The idea that the American Indians were the Ten Lost Tribes was the natural result of the extrapolation of concepts entrenched in the Judeo- Christian worldview to the conditions discovered in the New World

God created the world in six day, creating mankind on that first Friday. Adam and Eve are the progenitors of the entire human race. They emerged from the Garden of Eden, bound by the Pishon and Gihon Rivers, as well as the Tigris and Euphrates; they were expelled to the east of it. Even after they dispersed, the Flood brought them back: Noah became mankind’s second sole progenitor, and the Shinar Valley, which became the first locus of postdiluvial human settlement, was its geographical origin.

This biblical portrait was well entrenched in the minds of the European Christians (and Crypto-Jews) who suddenly discovered, at the end of the fifteenth century, that there was a ‘New World’, a land hitherto unknown. The very existence of another continent subtly undermined their worldview – the accepted geography had been full of Christian concepts – but the greater threat was posed by the surprising fact that this new continent contained human beings. True, they did not speak any European language, and some hastily labeled them ‘speaking beasts’, but the facts were stubborn: they spoke, had a social structure, and had created their own distinct culture.

Were these people also descendants of Adam? Of Noah?If not, the old worldview was at risk.

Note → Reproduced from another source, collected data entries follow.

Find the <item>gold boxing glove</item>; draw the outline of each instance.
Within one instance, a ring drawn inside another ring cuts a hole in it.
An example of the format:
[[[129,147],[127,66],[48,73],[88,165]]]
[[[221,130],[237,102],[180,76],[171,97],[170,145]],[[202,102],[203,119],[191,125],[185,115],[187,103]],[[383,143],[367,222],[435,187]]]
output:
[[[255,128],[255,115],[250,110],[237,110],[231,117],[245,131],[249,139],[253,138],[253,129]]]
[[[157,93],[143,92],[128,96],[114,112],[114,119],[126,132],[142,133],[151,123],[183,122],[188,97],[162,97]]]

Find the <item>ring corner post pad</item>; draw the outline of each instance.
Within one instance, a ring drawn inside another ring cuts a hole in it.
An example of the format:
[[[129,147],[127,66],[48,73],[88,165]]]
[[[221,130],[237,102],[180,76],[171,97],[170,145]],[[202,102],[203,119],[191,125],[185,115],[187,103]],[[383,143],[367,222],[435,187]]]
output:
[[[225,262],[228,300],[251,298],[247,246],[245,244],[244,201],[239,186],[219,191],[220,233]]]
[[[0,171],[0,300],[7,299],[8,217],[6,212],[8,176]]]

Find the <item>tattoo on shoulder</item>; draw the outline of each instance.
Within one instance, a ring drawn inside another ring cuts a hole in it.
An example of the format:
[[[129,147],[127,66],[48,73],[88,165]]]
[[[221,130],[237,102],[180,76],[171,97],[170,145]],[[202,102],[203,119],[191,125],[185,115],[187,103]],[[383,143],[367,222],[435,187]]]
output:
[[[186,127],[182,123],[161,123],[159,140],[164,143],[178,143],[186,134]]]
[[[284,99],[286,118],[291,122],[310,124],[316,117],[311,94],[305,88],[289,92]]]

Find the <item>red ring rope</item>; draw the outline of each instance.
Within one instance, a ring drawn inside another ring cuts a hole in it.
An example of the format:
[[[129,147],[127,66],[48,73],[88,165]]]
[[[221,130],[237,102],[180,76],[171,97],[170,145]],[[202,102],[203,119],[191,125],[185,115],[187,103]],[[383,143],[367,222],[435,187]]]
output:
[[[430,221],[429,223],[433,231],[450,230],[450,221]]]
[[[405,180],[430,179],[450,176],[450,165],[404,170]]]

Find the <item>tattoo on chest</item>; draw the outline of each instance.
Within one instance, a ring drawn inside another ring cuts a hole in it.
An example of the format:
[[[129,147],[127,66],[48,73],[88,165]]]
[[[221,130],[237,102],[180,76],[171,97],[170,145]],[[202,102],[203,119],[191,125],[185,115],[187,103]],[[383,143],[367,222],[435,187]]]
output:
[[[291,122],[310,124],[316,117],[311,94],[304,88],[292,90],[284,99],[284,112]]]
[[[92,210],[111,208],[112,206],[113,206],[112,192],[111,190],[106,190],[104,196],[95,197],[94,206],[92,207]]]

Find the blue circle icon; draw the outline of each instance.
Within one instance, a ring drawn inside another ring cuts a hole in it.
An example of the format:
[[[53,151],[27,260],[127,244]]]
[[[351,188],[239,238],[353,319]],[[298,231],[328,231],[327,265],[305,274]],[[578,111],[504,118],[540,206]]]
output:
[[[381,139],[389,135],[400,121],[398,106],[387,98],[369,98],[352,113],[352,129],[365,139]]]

If yes, the inevitable conclusion was that these people had somehow arrived from the Old World. “The Indians believe,” reported one Jesuit missionary, “that they were created in this new world.” But the Spaniards banished this mistaken belief from their minds “by means of our faith that all mankind descends from Adam”.

It is worth noting that even today the most widespread opinion amongst anthropologists is that the Native Americans are of Asiatic origins (Mongolian, more precisely; the physical characteristics indicate this link, certainly to a greater degree than any link to Europe, the Middle East, or Africa), and their forebears reached America via a land bridge from Eastern Siberia to Alaska across the Bering Strait, c. 20,000 years ago.

Thus, if the Native Americans originated in the Old World, they are, in essence, our long lost brothers. It was not long before they were identified with all sorts of legendary vanished peoples – with the ten exiled tribes of Israel first and foremost among them. Their story is rooted in the Bible and continues in the Talmud and in a wealth of legendary narratives.